I am busy right now, can I ignore you some other time?
I think my neighbor is stalking me as she’s been googling my name on her computer. I saw it through my telescope last night.
I hate when I am about to hug someone really sexy and my face hits the mirror.
No, you don’t have to repeat yourself, … I was ignoring you the first time.
I’m really good at stuff until people watch me do that stuff.
I don’t hate you. Its just my attitude has problems with your personality.
If I ever need a heart transplant, I’d want my ex’s. It’s never been used.
A clean house is the sign of a broken computer.
If you see me smiling it’s because I’m thinking of doing something evil or naughty. If you see me laughing it’s because I’ve already done it.
Take my advice — I’m not using it.
When I told the doctor about my loss of memory, he made me pay in advance.
My girlfriend told me to go out and get something that makes her look sexy… so I got drunk.
Whatever you do always give 100 %. Unless you are donating blood.
Oh… I didn’t tell you… Then It must be none of your business…
Never break someone’s heart because they have only one inside…break their bones because they have 206 of them.
My son asked me what it’s like to be married so I told him to leave me alone and when he did I asked him why he was ignoring me.
My internet is so slow, it’s just faster to drive to the Google headquarters and ask them shit in person.
Not many people can listen to you and survive. I should be getting an award.
People say money is not the key to happiness, but I always figured if you had enough money, you can have a key made.
My wife sent her photograph to the Lonely Hearts Club. They sent it back saying they weren’t that lonely.
Yesterday, I fell down from a 10 meter ladder. Thank God I was on the third step.
People who write “u” instead of “you”. What do you do with all the time you save?
My husband is on the roof – only a few inches away from an insurance claim that could completely change my life.
Me: Siri, why am I alone? Siri: *opens front facing camera*
Think Im Sarcastic? Watch Me Pretend To Care!
Boy : I have a pen you have a phone number. Think of the possibilities. Girl : I have a sandal you have a face. Think of Casualties.
I just want to live in a world where people come with on/off switches.
Even people who are good for nothing can bring smile on your face, when pushed down the stairs…
Maybe you need a ladder to climb out of my business?
Sarcasm is just one more service we offer.
It takes two to lie… One to lie and one to listen…
You are not as bad as people say, you are much, much worse.
Did you fall from heaven? Cause your face is pretty messed up!
Girl you’re like a car accident, cause I just can’t look away.
Learn from your parents’ mistakes: use birth control.
When people don’t make sense, listen to music. It always does.
You fell asleep! No I just closed by eyes for few hours.

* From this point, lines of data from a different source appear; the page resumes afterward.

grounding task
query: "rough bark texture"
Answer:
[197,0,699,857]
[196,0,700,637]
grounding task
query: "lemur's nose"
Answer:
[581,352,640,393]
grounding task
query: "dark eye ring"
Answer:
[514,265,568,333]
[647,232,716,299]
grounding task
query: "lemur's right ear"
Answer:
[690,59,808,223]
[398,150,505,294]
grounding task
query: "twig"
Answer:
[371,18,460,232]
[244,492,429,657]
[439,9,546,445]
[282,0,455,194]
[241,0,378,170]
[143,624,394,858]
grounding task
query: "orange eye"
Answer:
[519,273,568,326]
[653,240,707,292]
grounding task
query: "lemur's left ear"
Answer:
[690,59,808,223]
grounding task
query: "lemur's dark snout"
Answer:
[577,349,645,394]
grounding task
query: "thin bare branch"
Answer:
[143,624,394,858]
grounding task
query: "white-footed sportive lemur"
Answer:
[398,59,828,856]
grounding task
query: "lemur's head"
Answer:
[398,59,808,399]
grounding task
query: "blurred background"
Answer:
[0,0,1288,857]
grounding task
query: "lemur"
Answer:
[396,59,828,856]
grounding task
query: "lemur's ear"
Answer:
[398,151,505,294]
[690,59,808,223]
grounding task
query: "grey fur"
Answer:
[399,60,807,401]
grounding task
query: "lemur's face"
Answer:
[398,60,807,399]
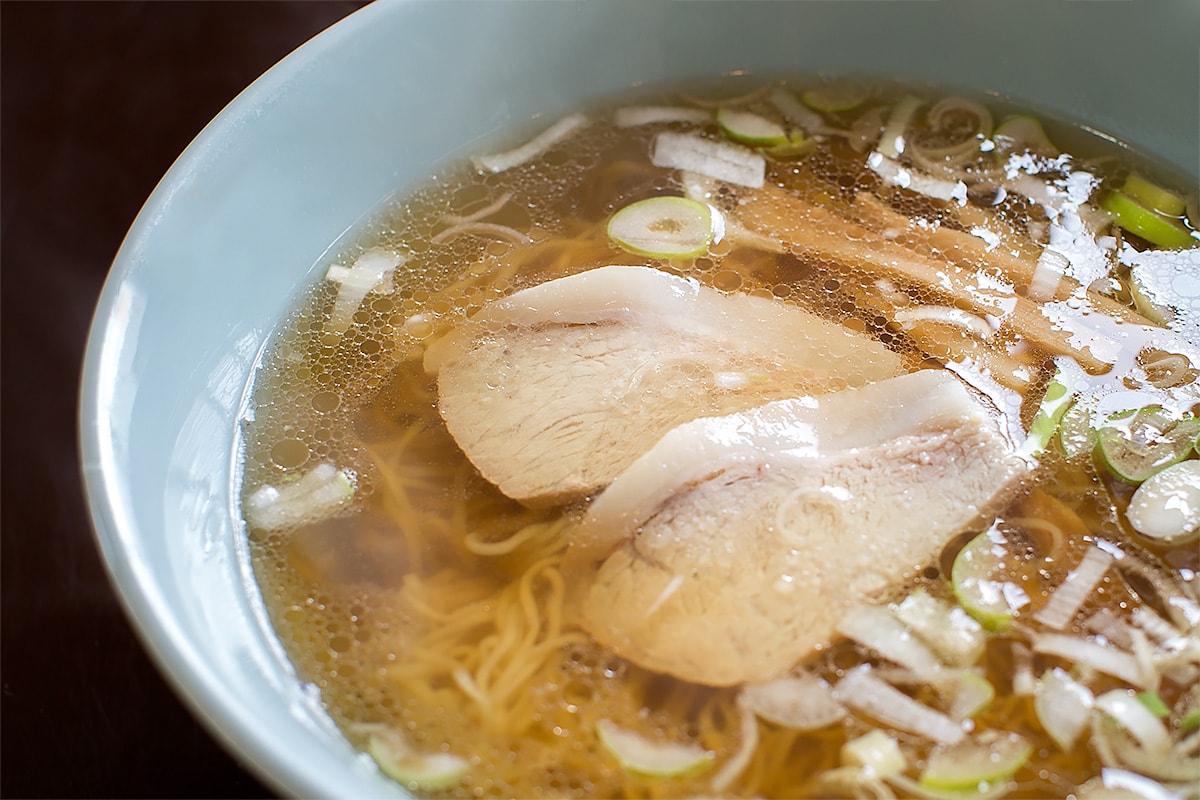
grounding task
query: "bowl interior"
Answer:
[80,0,1200,796]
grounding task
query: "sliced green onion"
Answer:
[934,669,996,722]
[1094,407,1200,485]
[716,108,788,148]
[1100,192,1196,248]
[800,80,868,113]
[1138,692,1171,720]
[950,531,1016,631]
[920,730,1033,792]
[1121,173,1184,217]
[608,197,722,258]
[367,728,470,792]
[1126,461,1200,545]
[1020,375,1075,458]
[596,720,713,777]
[992,114,1058,156]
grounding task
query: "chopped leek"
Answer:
[800,80,868,113]
[1100,192,1196,248]
[367,728,470,792]
[1126,459,1200,545]
[841,729,908,777]
[596,720,713,777]
[1094,405,1200,483]
[716,108,788,148]
[1121,173,1184,217]
[920,730,1033,792]
[608,197,722,258]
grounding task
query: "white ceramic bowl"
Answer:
[80,0,1200,798]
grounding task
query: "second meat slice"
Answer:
[425,266,900,506]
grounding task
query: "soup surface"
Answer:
[242,78,1200,798]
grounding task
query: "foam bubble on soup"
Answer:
[241,78,1200,798]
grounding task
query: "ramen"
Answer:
[241,79,1200,798]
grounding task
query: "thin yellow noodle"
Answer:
[463,524,554,555]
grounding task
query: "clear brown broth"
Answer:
[244,80,1200,798]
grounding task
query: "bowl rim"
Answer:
[76,2,395,796]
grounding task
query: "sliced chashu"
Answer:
[425,266,900,505]
[569,371,1025,686]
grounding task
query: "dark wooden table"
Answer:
[0,0,364,798]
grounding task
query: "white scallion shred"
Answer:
[1033,667,1096,752]
[1033,633,1144,686]
[742,673,846,730]
[612,106,713,128]
[1033,547,1112,631]
[894,306,996,342]
[892,589,986,667]
[866,150,967,205]
[474,114,588,173]
[650,131,767,188]
[838,606,942,675]
[325,248,404,333]
[1096,688,1171,753]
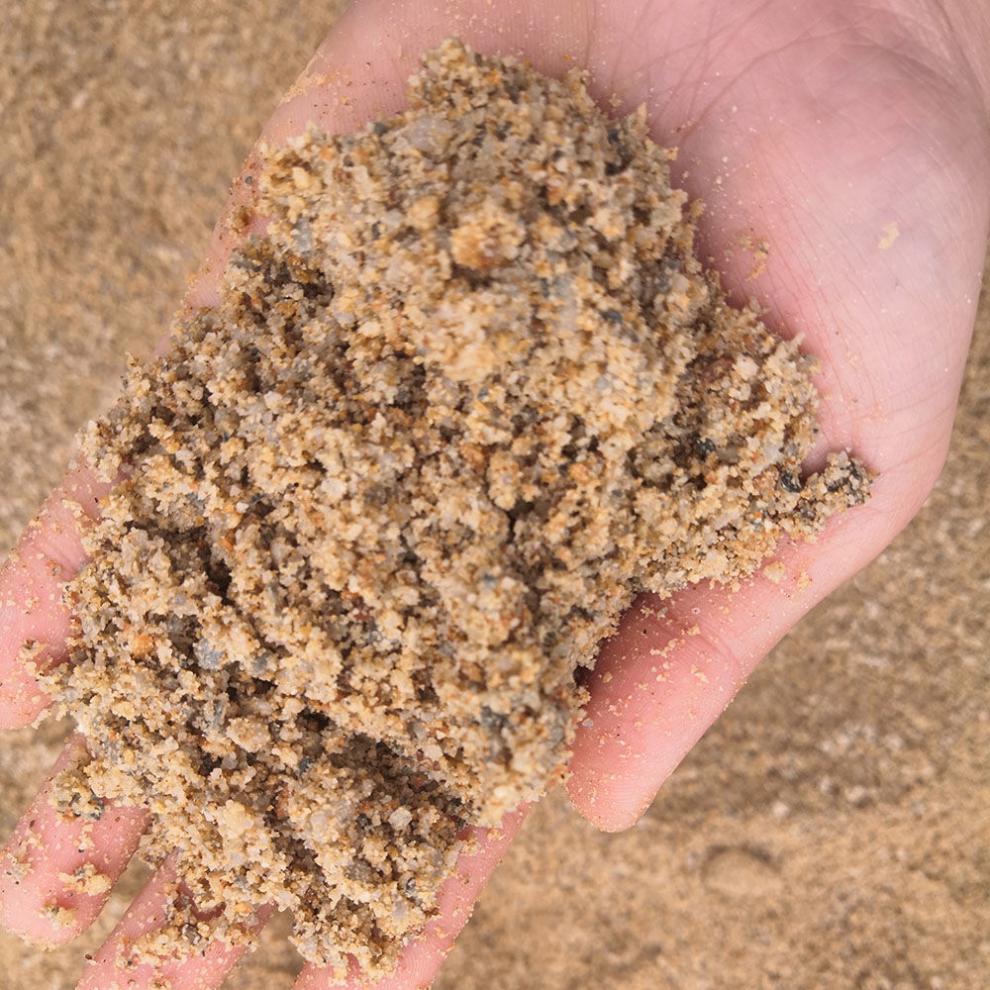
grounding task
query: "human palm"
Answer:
[0,0,990,990]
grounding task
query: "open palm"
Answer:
[0,0,990,990]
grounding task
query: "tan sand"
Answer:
[0,0,990,990]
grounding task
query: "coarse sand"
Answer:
[0,3,990,990]
[38,39,869,977]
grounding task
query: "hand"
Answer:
[0,0,990,990]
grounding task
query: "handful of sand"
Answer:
[46,41,868,974]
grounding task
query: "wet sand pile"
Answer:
[35,42,868,984]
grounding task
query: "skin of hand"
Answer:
[0,0,990,990]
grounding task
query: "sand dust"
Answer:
[0,0,990,990]
[40,41,868,976]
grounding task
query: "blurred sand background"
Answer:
[0,0,990,990]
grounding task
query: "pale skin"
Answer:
[0,0,990,990]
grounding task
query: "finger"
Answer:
[0,466,109,729]
[294,809,526,990]
[0,736,146,947]
[567,504,892,831]
[78,858,271,990]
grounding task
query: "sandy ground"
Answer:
[0,0,990,990]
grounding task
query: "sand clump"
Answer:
[42,42,868,984]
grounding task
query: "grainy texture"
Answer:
[44,40,868,975]
[0,0,990,990]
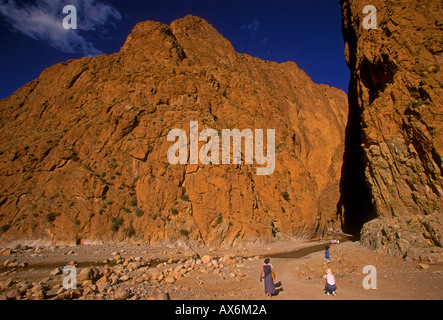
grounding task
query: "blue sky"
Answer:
[0,0,349,99]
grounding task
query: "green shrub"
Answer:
[124,224,135,238]
[111,217,123,232]
[281,191,289,201]
[0,223,11,234]
[134,208,145,217]
[45,212,57,222]
[180,229,189,238]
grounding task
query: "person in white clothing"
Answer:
[323,269,337,296]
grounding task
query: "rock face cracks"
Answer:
[0,0,443,261]
[0,16,348,245]
[341,0,443,260]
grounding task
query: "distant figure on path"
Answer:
[323,269,337,296]
[260,258,275,297]
[325,242,330,262]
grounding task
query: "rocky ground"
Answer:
[0,239,443,300]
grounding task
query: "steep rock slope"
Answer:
[341,0,443,260]
[0,16,347,245]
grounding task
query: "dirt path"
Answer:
[0,240,443,300]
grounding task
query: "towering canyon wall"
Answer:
[341,0,443,260]
[0,16,348,245]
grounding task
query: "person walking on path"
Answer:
[325,242,331,262]
[323,269,337,296]
[260,258,275,297]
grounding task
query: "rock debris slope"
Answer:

Just in case you haven’t noticed, you are ugly both mentally and physically. Other than that? You are totally fine!
Did something bad happen to you or are you just naturally ugly.
I’ve been running as fast as I can, but I still can’t catch my breath.
How to lose an argument with a woman: 1) Argue.
Hey, what a coincidence! You’ve the same name as my dog!
The universe is laughing behind your back.
Are you thinking what I’m thinking that I think that you’re thinking I’m thinking because if you think that I think what I think I’m thinking then we’ve got a problem?
I’m not crazy, my reality is just different than yours.
A positive attitude may not solve all your problems, but it will annoy enough people to make it worth the effort.
The human race is lucky I’m a nice guy, otherwise only 1/4 of them would be alive right now.
A paper should be like a mini skirt: long enough to cover everything, but short enough to keep it interesting.
I’m not a complete idiot, some parts are missing.
I’m not sure what’s wrong… But it’s probably your fault!
Living on Earth is expensive, but it does include a free trip around the sun.
Reality? That’s where the pizza delivery guy comes from!
Smile, it’s the second best thing you can do with your lips.
This place is so weird that the cockroaches have moved next door.
Time is the best teacher; Unfortunately it kills all its students!
I wasn’t mad, but now that you asked me 7 times if I’m mad.. yes, I’m mad!